11.9 • The E2 Reaction and Cyclohexane Conformation
Anti periplanar geometry for E2 reactions is particularly important in cyclohexane rings, where chair geometry forces a rigid relationship between the substituents on neighboring carbon atoms (Section 4.8). The anti periplanar requirement for E2 reactions overrides Zaitsev’s rule and can be met in cyclohexanes only if the hydrogen and the leaving group are trans diaxial (Figure 11.20). If either the leaving group or the hydrogen is equatorial, E2 elimination can’t occur.
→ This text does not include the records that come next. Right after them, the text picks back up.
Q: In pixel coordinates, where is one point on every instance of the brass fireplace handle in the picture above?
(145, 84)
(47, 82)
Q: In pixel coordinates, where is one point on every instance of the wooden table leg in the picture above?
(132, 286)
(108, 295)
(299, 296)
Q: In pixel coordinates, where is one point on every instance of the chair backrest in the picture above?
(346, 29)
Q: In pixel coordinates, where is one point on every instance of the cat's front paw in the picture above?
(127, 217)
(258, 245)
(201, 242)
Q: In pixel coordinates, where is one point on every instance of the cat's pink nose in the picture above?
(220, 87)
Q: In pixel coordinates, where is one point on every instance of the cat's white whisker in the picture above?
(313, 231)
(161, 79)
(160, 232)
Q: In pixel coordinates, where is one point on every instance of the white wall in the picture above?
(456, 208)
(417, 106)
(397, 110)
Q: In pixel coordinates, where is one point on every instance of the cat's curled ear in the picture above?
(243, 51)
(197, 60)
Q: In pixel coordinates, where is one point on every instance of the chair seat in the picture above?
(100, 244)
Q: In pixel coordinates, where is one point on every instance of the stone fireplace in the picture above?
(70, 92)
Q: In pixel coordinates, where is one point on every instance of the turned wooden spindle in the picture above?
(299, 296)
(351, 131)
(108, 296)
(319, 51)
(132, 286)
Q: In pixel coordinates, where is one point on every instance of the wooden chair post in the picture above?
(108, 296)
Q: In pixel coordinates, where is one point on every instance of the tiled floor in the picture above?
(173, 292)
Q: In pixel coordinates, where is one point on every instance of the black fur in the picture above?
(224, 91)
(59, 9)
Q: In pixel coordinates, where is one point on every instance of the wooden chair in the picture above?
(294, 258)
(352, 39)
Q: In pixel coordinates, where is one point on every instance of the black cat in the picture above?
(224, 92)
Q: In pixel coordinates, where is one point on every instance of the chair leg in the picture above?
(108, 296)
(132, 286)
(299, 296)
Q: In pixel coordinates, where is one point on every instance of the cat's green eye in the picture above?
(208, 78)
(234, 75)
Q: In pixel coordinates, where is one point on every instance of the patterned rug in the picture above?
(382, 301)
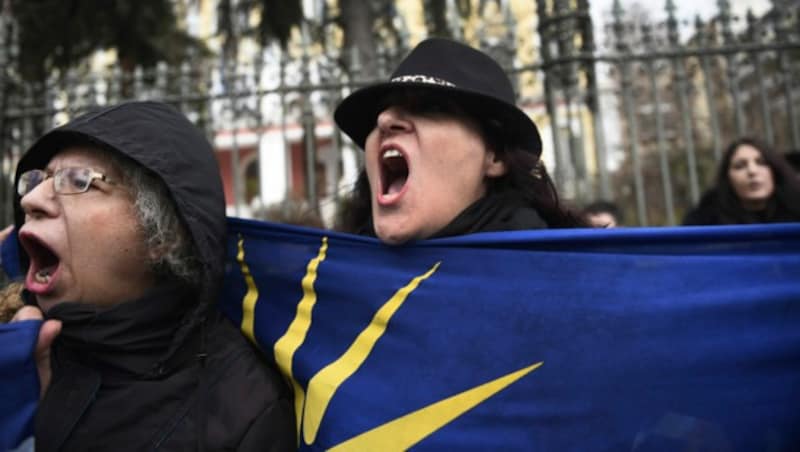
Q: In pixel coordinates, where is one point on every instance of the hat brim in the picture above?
(357, 114)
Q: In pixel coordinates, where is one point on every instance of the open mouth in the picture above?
(43, 262)
(394, 171)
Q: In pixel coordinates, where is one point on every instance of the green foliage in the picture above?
(56, 34)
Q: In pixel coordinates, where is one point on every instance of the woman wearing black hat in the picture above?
(447, 152)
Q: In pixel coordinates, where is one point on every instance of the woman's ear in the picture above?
(493, 166)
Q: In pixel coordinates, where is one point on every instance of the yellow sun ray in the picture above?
(295, 334)
(406, 431)
(324, 384)
(250, 298)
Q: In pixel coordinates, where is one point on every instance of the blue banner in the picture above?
(19, 383)
(568, 340)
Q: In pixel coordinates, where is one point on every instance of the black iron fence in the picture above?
(639, 119)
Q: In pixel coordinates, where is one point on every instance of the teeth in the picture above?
(391, 153)
(42, 276)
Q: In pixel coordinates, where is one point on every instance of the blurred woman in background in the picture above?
(754, 185)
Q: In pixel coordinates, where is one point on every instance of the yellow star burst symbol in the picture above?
(312, 402)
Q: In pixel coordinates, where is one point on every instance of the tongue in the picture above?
(396, 185)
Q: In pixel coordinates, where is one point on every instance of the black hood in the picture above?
(161, 139)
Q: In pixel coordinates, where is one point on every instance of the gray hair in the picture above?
(173, 253)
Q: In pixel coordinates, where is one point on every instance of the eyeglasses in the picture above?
(66, 181)
(423, 102)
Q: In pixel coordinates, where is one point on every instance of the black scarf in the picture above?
(126, 339)
(494, 212)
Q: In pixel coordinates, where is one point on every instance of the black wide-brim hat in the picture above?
(466, 75)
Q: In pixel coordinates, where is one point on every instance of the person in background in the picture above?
(447, 151)
(754, 184)
(121, 221)
(602, 214)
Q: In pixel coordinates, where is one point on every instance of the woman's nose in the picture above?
(393, 120)
(40, 201)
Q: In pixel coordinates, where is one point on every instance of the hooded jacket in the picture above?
(166, 371)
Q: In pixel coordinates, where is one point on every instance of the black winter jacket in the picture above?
(164, 372)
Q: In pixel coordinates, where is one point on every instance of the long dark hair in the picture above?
(525, 176)
(783, 205)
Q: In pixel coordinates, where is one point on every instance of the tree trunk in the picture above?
(360, 55)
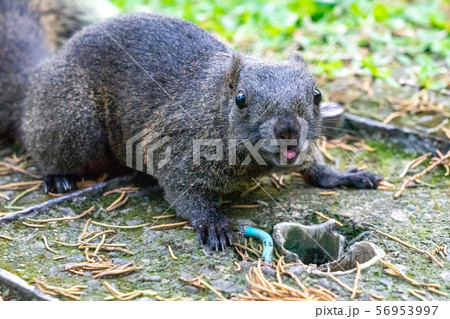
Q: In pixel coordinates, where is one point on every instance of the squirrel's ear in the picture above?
(296, 57)
(234, 71)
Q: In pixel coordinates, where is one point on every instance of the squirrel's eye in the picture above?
(240, 100)
(317, 97)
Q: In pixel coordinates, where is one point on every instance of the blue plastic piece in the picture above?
(266, 239)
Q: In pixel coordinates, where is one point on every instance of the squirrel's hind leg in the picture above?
(324, 177)
(59, 184)
(201, 208)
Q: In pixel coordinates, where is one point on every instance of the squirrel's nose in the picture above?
(286, 130)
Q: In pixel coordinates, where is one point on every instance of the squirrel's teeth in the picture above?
(290, 154)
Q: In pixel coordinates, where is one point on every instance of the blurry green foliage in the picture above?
(411, 33)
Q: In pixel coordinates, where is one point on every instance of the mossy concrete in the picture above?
(419, 217)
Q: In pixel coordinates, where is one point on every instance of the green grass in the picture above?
(359, 37)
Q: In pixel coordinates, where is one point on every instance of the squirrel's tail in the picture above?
(30, 31)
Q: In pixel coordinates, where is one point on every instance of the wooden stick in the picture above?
(328, 218)
(61, 219)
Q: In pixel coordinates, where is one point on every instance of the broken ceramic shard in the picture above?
(315, 244)
(322, 248)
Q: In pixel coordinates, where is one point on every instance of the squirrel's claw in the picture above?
(214, 234)
(361, 179)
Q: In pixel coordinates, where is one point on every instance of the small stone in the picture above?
(151, 235)
(134, 222)
(120, 261)
(93, 283)
(387, 281)
(297, 270)
(245, 222)
(402, 268)
(190, 289)
(445, 275)
(224, 285)
(67, 211)
(398, 215)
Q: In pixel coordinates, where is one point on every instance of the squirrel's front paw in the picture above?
(59, 184)
(361, 179)
(213, 231)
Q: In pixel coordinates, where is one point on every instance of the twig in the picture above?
(48, 247)
(62, 218)
(419, 175)
(172, 254)
(355, 285)
(328, 218)
(398, 240)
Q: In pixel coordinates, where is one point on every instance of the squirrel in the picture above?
(75, 110)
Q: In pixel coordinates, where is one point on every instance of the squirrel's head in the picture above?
(274, 101)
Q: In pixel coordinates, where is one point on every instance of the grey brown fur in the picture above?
(143, 71)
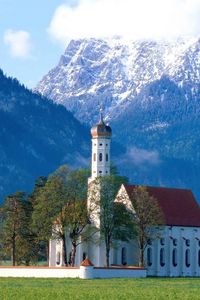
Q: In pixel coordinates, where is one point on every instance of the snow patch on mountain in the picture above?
(111, 73)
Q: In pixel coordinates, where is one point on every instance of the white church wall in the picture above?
(82, 272)
(39, 272)
(175, 253)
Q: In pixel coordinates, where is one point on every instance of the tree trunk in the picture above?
(64, 251)
(73, 254)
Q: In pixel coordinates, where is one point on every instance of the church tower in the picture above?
(101, 135)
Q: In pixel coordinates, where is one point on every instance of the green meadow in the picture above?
(148, 288)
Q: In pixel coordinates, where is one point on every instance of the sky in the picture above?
(35, 33)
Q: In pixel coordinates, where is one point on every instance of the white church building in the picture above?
(176, 250)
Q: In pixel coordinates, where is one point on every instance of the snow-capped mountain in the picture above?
(112, 73)
(150, 92)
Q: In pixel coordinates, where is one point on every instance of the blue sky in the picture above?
(32, 16)
(34, 33)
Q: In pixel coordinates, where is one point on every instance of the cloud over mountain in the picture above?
(127, 18)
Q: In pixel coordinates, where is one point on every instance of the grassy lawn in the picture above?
(148, 288)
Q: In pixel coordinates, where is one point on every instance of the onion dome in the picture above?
(101, 129)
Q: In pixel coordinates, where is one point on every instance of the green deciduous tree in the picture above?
(115, 221)
(60, 208)
(16, 237)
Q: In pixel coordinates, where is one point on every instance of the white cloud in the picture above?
(18, 42)
(128, 18)
(140, 157)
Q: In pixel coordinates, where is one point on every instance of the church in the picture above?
(176, 250)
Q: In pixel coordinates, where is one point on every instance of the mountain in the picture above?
(36, 137)
(150, 91)
(114, 72)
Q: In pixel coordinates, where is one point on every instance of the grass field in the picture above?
(122, 289)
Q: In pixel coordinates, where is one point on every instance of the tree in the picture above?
(115, 222)
(147, 217)
(75, 216)
(16, 235)
(60, 208)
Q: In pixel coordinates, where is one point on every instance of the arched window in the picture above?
(174, 257)
(58, 258)
(149, 242)
(187, 258)
(199, 258)
(124, 256)
(149, 257)
(162, 257)
(187, 242)
(162, 241)
(100, 156)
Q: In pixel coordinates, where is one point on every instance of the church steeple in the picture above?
(101, 136)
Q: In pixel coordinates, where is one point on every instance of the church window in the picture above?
(124, 256)
(84, 255)
(149, 256)
(100, 156)
(162, 241)
(162, 257)
(187, 242)
(199, 258)
(174, 257)
(58, 258)
(187, 258)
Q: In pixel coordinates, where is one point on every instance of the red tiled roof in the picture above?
(178, 205)
(86, 263)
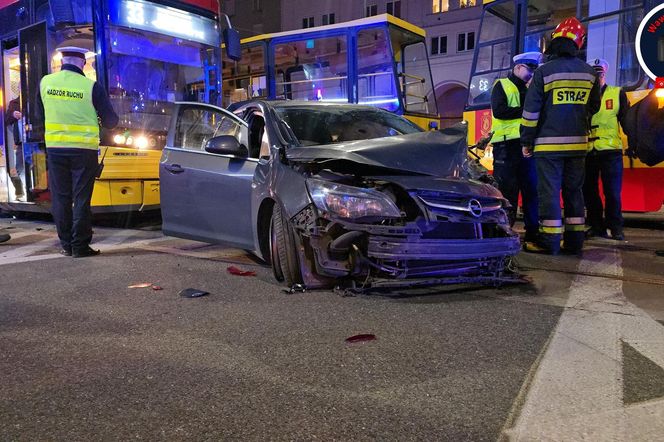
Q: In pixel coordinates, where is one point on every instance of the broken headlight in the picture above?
(351, 202)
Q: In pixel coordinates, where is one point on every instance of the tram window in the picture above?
(546, 14)
(612, 38)
(312, 69)
(414, 72)
(493, 57)
(147, 72)
(376, 84)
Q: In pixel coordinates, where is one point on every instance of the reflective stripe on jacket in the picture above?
(504, 130)
(69, 114)
(604, 130)
(562, 97)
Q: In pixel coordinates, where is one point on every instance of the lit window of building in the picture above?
(440, 6)
(439, 45)
(394, 8)
(466, 41)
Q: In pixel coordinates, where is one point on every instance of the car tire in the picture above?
(283, 249)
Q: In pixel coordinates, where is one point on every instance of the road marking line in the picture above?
(29, 249)
(576, 393)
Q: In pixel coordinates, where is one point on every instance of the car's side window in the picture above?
(195, 126)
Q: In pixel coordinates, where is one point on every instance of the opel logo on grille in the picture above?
(475, 208)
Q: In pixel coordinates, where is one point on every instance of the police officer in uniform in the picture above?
(562, 97)
(605, 151)
(72, 106)
(513, 172)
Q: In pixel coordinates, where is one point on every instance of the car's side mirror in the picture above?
(226, 145)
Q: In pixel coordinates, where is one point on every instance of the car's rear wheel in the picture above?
(283, 249)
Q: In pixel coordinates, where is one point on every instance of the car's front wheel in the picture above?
(283, 249)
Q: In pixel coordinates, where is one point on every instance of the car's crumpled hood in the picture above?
(438, 153)
(462, 187)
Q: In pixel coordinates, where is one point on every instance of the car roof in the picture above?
(285, 104)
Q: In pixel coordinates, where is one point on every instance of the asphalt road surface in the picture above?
(576, 354)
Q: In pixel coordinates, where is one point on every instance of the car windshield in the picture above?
(317, 125)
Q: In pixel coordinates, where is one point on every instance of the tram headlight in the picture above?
(141, 142)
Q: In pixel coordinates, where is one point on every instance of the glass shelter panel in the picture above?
(246, 78)
(376, 83)
(314, 69)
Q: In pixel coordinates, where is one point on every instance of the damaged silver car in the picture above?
(334, 194)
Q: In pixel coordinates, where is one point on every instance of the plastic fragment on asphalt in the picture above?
(193, 293)
(295, 288)
(140, 285)
(235, 271)
(361, 338)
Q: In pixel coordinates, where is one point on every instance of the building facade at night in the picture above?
(451, 27)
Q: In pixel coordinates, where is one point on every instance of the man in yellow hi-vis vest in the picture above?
(605, 152)
(512, 171)
(72, 106)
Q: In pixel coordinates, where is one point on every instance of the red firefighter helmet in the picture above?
(571, 28)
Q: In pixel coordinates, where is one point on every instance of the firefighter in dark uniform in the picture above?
(513, 172)
(72, 106)
(563, 96)
(605, 152)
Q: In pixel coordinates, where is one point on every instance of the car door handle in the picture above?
(174, 168)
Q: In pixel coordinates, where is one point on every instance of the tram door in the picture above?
(11, 168)
(33, 58)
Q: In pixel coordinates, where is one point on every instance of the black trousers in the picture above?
(608, 165)
(556, 173)
(515, 174)
(71, 177)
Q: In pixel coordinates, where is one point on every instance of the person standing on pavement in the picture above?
(563, 96)
(72, 106)
(513, 172)
(605, 152)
The elimination of HCl from the isomeric menthyl and neomenthyl chlorides shown in Figure 11.21 gives a good illustration of this trans-diaxial requirement. Neomenthyl chloride undergoes elimination of HCl on reaction with ethoxide ion 200 times faster than menthyl chloride. Furthermore, neomenthyl chloride yields 3-menthene as the major alkene product, whereas menthyl chloride yields 2-menthene.
The difference in reactivity between the isomeric menthyl chlorides is due to the difference in their conformations. Neomenthyl chloride has the conformation shown in Figure 11.21a, with the methyl and isopropyl groups equatorial and the chlorine axial—a perfect geometry for E2 elimination. Loss of the hydrogen atom at C4 occurs easily to yield the more substituted alkene product, 3-menthene, as predicted by Zaitsev’s rule.
Menthyl chloride, by contrast, has a conformation in which all three substituents are equatorial (Figure 11.21b). To achieve the necessary geometry for elimination, menthyl chloride must first ring-flip to a higher-energy chair conformation, in which all three substituents are axial. E2 elimination then occurs with loss of the only trans-diaxial hydrogen available, leading to the non-Zaitsev product 2-menthene. The net effect of the simple change in chlorine stereochemistry is a 200-fold change in reaction rate and a complete change of product. The chemistry of the molecule is controlled by its conformation.